Fig. 1. Generalisation of a detailed map from vector data (copyright IGN).

This is a complex process as the generalisation of different objects (buildings, roads, etc.) is constrained by other objects. Among the different approaches used to automate the process, there are agent-oriented models. These models allow solving some specific issues. We assume that a more generic way to describe relations between objects will help us to generalise automatically more cases. In this position paper we first describe the motivation of the PhD project, then we give research questions and finally we describe our methodology. 2

The main idea of the agent oriented generalisation models is the fact than geographic objects are describe as an agent (Weiss, 1999) that attempts to satisfy personal constraint (e.g. minimal size constraint for a building) and shared constraints (e.g. proximity constraint between a building and a road symbol). These autonomous entities will execute interactions with other ones to solve locally issues produced by scale change. An interaction is an operation executed by one or more agent(s) taking into account their situation (Figure 2). Interactions may be hierarchical. In AGENT (Ruas 1999; Barrault et al. 2001) , relationships are described between components (e.g. building) and a “meso” object (e.g. urban block), and the meso agents are able to trigger its components and give orders to them. Interactions may occur between objects from same levels too (e.g. two close buildings interact when one moves away from the other) like in the CartACom model (Duchêne 2004; Duchêne et al., 2012). The GAEL model (Gaffuri et al., 2008) introduces new interaction types when decomposing objects into points: the interactions between the decomposed object and its points, and the interaction between the points themselves. The interactions in these three models are showed in Figure 3.

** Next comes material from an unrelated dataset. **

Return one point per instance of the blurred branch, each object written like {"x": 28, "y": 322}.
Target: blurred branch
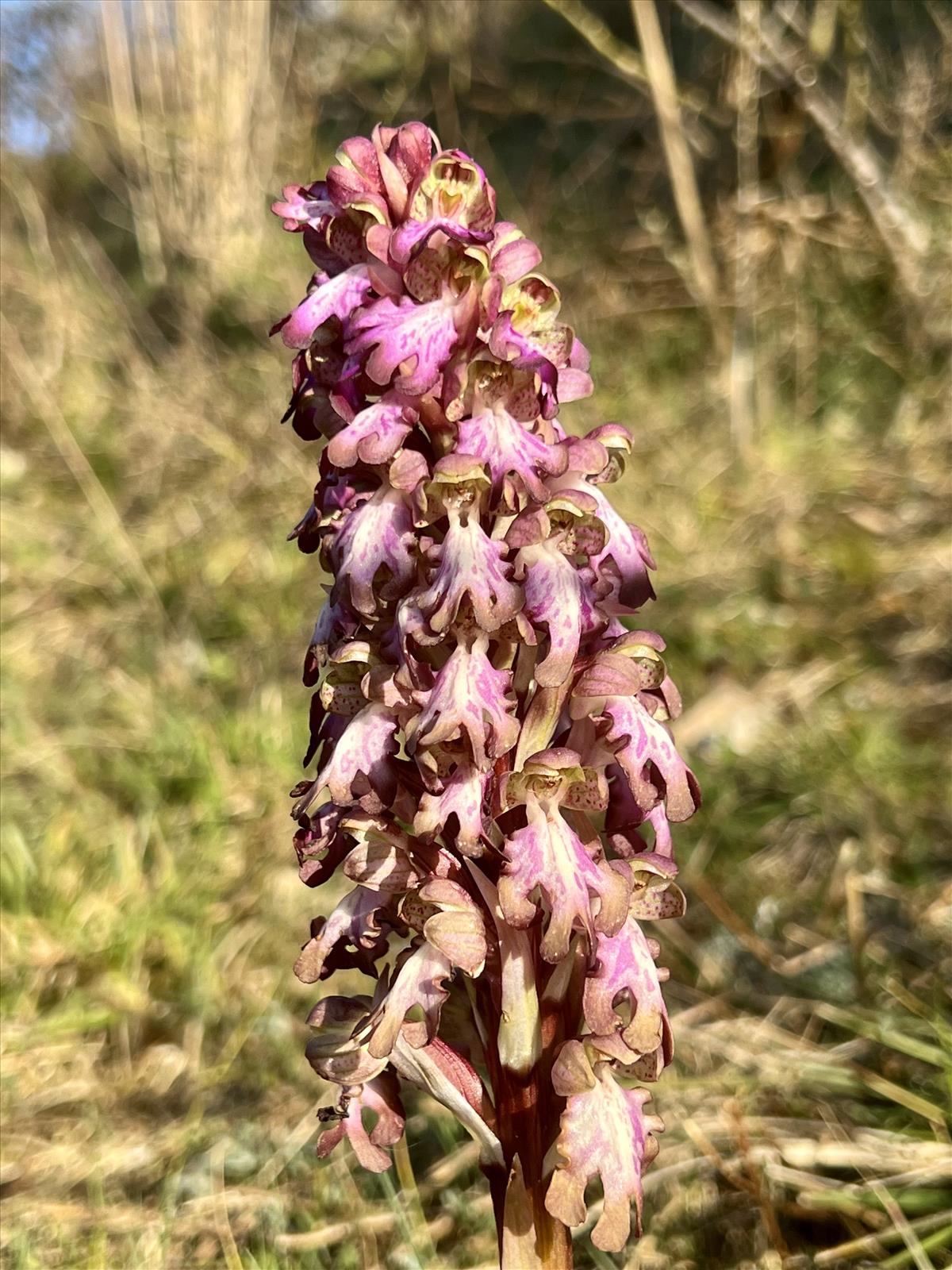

Some problems remain unsolved by these models. Indeed, other types of relations should be used to improve generalisation: ─ The inclusion relationship type occurs when an object is included in another object, e.g. accidents or bus stations on a road (Jaara et al., 2012) (Figure 2b). ─ Diagonal interactions between objects of different levels, e.g. two buildings interacting as a whole with other neighbouring objects (Figure 2a). ─ Objects involved in a hierarchy can both interact with their “parent” and other objects in a same level, e.g. bus stations staying on a road when the shape of the road is modified while preserving consistency with other bus stations (Figure 2b). ─ An object can be included in two hierarchical relationships and therefore needs to make decisions taking into account these two relationships at the same time, which is currently not well handled, e.g. a building belonging to two alignments (Figure 2c) or a bridge included both in a road and a river (Figure 2d).

We assume that a generic interaction model would help to solve these issues. A model used in the simulation domain called PADAWAN (Picault and Mathieu, 2011) has interesting properties for the issue (e.g. multi-level hierarchy, interaction-based model).

The objective of the PhD is to define an agent-oriented generalisation process taking into account relations between objects at different levels and to answer to those research questions: ─ How can generalisation problems implying many levels of interaction be solved? The main purpose of the PhD is to provide solutions in order to improve an automatic generalisation process. ─ How to orchestrate interactions between agents? The order the agents are activated and the order the algorithms are applied impacts the result of the generalisation. In an agent modelling perspective, we want to provide a generic way of modelling the agent behaviour in constraint solving problems.

PADAWAN is identified as a potential basis to solve remaining questions on interactions between agents in generalisation. First, I analysed similarities and differences between this model and the existing ones, in order to adapt PADAWAN to the specificities of generalisation.

Then case study was defined: a map combining base topographic data and touristic thematic information. Figure 3 gives an instance of the case study: a series of bends can be schematised using a schematisation algorithm (Lecordix et al., 1997) that removes some bends (Figure 3a and 3b). But when the bend has a proximity relationship with a touristic point object (Figure 3c), how can this information be preserved? Solutions to such problems will be proposed, and will be evaluated by means of experiments.

From these specific cases I will analyse in a more generic way the relations between objects and then I try to propose a decision process to orchestrate the activation of the agents. This process will have to be evaluated by means of experiments too. First, we introduced agent approaches to automate generalisation process and their limitations. Then, we expose our hypothesis: enhance the expression of interactions may help us solve unsolved generalisation case. We identify some of the unsolved case and their multi-levels aspects. Currently, the first results cover two aspects: the adaptation of existing processes to the PADAWAN model and the study of specific cases (Maudet et al. 2013) . The next steps will be to give solutions to other specific cases in order to propose a generic way to manage multi-level interactions.